Let f be a continuous real-valued function on R3. Suppose that for every sphere S of radius 1, the integral of f(x, y, z) over the surface of S equals 0. Must f(x, y, z) = 0 for all points (x, y, z)?
Maybe my math is not the best, but wouldn't a simple function like f = cos(pi * z) work?
Say the sphere is centred at the origin. If I make this an integral in z, the area element is dA = 2*pi dz (the curvature of the sphere exactly compensates for the chord becoming smaller as we go from z=0 to z=1, so the area element is dA = 2*pi*cos(theta) / cos(theta), where cos(theta)=sqrt(1-z^2) and the first part is the radius of the circle defined by intersecting the sphere with a plane of constant z, and the second part is to take into account the slantedness of the area element relative to z)

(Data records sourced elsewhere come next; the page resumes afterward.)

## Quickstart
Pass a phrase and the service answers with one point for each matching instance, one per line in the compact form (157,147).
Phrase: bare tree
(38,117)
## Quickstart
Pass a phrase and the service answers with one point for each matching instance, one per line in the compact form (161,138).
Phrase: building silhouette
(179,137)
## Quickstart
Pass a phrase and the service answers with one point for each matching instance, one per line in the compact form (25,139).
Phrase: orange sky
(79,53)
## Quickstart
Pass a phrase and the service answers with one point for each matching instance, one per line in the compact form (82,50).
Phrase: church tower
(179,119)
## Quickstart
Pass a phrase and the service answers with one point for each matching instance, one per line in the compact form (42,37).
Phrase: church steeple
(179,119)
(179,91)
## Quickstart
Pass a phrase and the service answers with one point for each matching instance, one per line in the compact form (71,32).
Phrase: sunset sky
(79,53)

Say the sphere center has coordinate z=alpha (the other coordinates don't matter). Now the integral becomes: integral from -1+alpha to 1+alpha of 2*pi*f(z). or, equivalently: integral from -1 to 1 of 2*pi*f(z - alpha).
And now it's clear that whatever the center of the sphere, this integral is zero for our function f = cos(pi*z) because of its periodicity.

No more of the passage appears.